In fall 2015 faculty from the Colleges of Health Sciences, Pharmacy and Arts and Sciences launched the URI Engaging Generations: Cyber-Seniors Program, an offshoot of an initiative started by teenage sisters in Canada in 2009 that has expanded to hundreds of communities. 

Cyber-Seniors pairs students with older adults who want help learning to use computers, smart phones and tablets.

But the URI incarnation is more than a community outreach project. The faculty who created the program — Skye Leedahl, assistant professor of human development and family studies; Erica Estus, clinical associate professor of pharmacy; and Melanie Brasher, assistant professor of sociology and anthropology — have incorporated Cyber-Seniors into their curricula.

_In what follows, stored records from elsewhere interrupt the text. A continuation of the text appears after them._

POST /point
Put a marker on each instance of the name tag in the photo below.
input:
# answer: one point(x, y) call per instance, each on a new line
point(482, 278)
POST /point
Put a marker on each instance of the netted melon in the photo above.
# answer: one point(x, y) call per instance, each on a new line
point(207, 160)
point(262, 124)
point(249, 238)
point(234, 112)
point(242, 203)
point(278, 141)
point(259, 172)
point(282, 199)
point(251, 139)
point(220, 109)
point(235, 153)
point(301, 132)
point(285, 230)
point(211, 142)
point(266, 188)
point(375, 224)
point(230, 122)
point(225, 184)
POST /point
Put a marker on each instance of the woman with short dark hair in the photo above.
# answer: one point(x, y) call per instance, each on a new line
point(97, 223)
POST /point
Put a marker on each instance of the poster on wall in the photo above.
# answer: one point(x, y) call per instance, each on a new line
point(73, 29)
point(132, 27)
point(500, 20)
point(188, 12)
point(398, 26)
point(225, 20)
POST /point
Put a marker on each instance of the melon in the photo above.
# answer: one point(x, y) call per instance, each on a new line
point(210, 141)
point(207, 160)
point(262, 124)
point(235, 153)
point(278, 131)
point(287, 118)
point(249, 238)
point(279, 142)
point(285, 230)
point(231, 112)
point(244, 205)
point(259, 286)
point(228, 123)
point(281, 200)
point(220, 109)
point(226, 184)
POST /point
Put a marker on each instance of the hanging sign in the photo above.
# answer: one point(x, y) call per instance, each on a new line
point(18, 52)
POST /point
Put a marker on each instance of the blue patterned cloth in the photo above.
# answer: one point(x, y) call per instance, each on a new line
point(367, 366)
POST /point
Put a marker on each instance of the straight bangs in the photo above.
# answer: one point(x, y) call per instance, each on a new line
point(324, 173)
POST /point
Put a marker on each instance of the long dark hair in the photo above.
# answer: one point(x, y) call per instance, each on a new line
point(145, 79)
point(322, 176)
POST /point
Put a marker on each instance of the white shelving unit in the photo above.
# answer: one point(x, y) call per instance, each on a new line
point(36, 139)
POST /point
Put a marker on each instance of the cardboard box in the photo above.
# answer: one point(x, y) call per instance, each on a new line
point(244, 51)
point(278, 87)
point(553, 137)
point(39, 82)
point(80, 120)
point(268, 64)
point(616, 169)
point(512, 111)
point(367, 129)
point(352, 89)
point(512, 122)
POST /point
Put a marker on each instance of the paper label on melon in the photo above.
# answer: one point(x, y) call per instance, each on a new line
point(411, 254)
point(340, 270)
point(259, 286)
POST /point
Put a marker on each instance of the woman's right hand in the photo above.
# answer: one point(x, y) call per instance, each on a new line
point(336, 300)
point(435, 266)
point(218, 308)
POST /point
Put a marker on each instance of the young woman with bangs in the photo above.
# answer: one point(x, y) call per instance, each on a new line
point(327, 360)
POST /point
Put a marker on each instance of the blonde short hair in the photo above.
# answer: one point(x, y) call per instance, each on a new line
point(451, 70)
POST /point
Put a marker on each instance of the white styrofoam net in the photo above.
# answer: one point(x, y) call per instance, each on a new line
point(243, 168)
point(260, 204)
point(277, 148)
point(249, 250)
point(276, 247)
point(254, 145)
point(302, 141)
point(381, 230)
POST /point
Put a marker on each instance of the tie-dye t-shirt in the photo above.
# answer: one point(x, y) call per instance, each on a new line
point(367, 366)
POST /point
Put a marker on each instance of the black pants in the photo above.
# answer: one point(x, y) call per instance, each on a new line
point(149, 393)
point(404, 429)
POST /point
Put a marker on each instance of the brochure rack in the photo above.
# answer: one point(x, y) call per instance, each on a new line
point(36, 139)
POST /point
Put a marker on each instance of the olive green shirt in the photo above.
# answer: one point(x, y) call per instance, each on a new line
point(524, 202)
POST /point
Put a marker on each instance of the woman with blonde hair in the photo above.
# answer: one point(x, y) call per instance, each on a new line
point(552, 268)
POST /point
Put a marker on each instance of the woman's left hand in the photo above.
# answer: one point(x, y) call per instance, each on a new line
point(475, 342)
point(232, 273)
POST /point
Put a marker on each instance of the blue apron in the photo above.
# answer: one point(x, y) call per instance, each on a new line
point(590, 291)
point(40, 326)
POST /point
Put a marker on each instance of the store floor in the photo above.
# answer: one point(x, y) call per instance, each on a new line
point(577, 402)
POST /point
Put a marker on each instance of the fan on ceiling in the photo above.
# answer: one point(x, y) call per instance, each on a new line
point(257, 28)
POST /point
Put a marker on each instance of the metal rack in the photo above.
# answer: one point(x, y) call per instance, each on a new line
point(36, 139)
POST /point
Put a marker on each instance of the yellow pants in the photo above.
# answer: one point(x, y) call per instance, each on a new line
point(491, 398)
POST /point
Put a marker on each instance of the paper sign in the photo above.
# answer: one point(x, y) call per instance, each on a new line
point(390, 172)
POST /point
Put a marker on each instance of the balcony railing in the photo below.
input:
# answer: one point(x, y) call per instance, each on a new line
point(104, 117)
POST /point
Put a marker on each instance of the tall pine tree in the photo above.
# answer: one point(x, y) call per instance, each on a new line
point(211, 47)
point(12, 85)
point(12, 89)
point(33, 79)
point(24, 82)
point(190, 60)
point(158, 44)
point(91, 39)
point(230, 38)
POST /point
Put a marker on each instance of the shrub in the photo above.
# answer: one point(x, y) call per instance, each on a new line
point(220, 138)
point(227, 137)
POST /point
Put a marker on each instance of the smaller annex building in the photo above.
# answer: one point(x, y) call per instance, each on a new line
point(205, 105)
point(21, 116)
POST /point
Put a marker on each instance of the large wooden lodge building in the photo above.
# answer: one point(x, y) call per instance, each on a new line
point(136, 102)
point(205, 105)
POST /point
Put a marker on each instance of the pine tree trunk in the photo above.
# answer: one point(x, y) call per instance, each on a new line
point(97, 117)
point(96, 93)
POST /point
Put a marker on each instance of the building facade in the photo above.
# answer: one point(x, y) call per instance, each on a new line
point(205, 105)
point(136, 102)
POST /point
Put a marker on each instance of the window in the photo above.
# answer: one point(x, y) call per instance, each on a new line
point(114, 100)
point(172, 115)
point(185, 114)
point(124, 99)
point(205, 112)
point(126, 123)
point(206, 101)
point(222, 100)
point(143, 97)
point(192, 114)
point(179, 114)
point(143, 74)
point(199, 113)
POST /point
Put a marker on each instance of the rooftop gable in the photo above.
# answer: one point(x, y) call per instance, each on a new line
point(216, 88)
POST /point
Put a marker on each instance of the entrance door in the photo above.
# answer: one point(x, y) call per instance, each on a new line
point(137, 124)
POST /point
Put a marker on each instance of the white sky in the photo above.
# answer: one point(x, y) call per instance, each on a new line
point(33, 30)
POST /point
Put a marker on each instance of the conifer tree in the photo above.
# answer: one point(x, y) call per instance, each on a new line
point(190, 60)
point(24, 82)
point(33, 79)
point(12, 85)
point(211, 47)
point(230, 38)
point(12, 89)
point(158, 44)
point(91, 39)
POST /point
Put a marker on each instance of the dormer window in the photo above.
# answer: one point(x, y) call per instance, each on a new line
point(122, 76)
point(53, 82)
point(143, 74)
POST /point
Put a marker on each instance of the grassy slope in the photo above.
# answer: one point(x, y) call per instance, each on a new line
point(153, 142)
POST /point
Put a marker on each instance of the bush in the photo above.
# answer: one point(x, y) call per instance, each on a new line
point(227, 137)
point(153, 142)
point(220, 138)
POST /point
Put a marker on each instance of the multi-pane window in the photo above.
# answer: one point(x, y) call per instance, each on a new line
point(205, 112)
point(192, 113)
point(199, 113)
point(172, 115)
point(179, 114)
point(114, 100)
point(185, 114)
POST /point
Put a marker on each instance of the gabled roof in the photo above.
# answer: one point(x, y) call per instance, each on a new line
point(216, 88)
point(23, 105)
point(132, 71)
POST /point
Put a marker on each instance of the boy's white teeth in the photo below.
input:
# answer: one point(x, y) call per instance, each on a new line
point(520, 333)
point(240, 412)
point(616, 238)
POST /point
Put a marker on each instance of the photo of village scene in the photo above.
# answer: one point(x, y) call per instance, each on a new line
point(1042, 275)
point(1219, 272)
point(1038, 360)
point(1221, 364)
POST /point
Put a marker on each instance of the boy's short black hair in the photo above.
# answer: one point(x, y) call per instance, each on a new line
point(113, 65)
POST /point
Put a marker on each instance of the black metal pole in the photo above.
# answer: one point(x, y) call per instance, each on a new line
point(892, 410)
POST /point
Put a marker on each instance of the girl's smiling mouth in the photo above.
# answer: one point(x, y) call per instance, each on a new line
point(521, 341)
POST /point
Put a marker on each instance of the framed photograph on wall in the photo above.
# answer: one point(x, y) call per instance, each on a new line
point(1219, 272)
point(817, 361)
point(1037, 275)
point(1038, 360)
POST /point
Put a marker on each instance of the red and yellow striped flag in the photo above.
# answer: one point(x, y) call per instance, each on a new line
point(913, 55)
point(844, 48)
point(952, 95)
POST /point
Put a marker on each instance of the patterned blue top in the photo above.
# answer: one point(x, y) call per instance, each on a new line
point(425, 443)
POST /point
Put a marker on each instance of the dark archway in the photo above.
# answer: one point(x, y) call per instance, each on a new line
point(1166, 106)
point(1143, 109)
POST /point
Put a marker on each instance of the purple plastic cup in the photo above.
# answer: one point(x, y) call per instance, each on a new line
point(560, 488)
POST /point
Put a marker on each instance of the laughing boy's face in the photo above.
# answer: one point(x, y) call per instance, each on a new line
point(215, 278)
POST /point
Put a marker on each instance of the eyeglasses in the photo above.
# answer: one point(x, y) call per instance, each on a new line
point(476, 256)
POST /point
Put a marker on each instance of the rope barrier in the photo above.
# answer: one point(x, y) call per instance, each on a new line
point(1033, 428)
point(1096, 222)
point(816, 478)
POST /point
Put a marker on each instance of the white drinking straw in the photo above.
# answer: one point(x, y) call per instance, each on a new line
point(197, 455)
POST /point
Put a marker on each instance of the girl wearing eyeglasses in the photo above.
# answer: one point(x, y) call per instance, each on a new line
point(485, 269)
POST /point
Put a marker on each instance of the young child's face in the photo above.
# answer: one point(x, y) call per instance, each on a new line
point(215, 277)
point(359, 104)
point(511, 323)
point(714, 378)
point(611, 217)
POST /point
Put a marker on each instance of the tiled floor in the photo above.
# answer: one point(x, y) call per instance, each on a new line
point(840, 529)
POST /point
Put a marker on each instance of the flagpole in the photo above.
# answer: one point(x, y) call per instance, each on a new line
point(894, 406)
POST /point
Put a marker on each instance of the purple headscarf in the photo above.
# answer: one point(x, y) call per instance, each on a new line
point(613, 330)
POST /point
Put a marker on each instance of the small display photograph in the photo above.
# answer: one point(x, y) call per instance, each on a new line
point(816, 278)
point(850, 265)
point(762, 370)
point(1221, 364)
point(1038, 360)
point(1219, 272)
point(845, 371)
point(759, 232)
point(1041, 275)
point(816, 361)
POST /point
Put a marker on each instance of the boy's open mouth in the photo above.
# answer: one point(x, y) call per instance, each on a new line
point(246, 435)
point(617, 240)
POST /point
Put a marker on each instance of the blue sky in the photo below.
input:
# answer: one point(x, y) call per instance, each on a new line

“We all watched the Cyber-Seniors documentary, and that spurred our interest,” Leedahl says. “Then we brainstormed about how to embed technology tutoring into classes.”

Pharmacy students receive service-learning credits for volunteering as tutors, while human development and sociology students participate as part of their courses on aging.

“The best part is seeing students improve their ability to communicate with older adults,” Estus says. “If you can talk to them about how to use their iPad, then you can counsel them on their cholesterol medication.”

Students and older adults pair up through URI’s Osher Lifelong Learning Institute, at PACE in Providence, and at senior centers around the state, including Cranston, East Greenwich, Jamestown, North Kingstown, Pawtucket and South Kingstown. About 150 students and 273 older adults have participated, Leedahl says.

Samantha Clark of Coventry, a senior studying psychology and gerontology, has been involved from the beginning. “I can’t imagine not being a part of it,” says Clark, who also oversees pairings, trains tutors and assists Leedahl in research.

Leedahl is using survey data from five Cyber-Seniors sites across the country to study the program’s impact. Funding comes from a SPARK award from the Institute for Integrated Health and Innovation, part of URI’s Academic Health Collaborative, and other sources are being sought.

Research indicates that Cyber-Seniors may be changing attitudes and lives, Leedahl says. After participating, nearly 100 percent of older adults reported higher levels of social engagement, and nearly nine out of 10 reported less social isolation. Nearly three quarters of the tutors said their time management, communication and leadership skills improved.

Linda Thomas, Clark’s first Cyber-Seniors match, agrees. “A program like this brings people back to life. Social connections and having a purpose are very healing,” says the Slocum resident, who is in her seventies.

Clark helped Thomas build a website to share her writing and interact with followers, which both found rewarding. “Sam changed my life. This has given me courage and confidence and opened doors to a wider world,” Thomas says. “For someone my age to have a voice, it’s amazing.”

“The amount of appreciation she had, and the joy this brought her really showed me how much of an impact the program can have,” says Clark, who notes that tutors need not be technology experts. During training, she tells students to get creative in solving problems and to use a variety of resources, including You Tube videos.

The older adults also have various technological abilities. Some use email and Facebook, while others have never even turned on the iPad their kids bought them, Estus notes. The program accommodates everyone.

And those newly forged cross-generational relationships can have lasting benefits for students in all disciplines. “They are gaining empathy, and that is hard to teach in the classroom,” Estus says.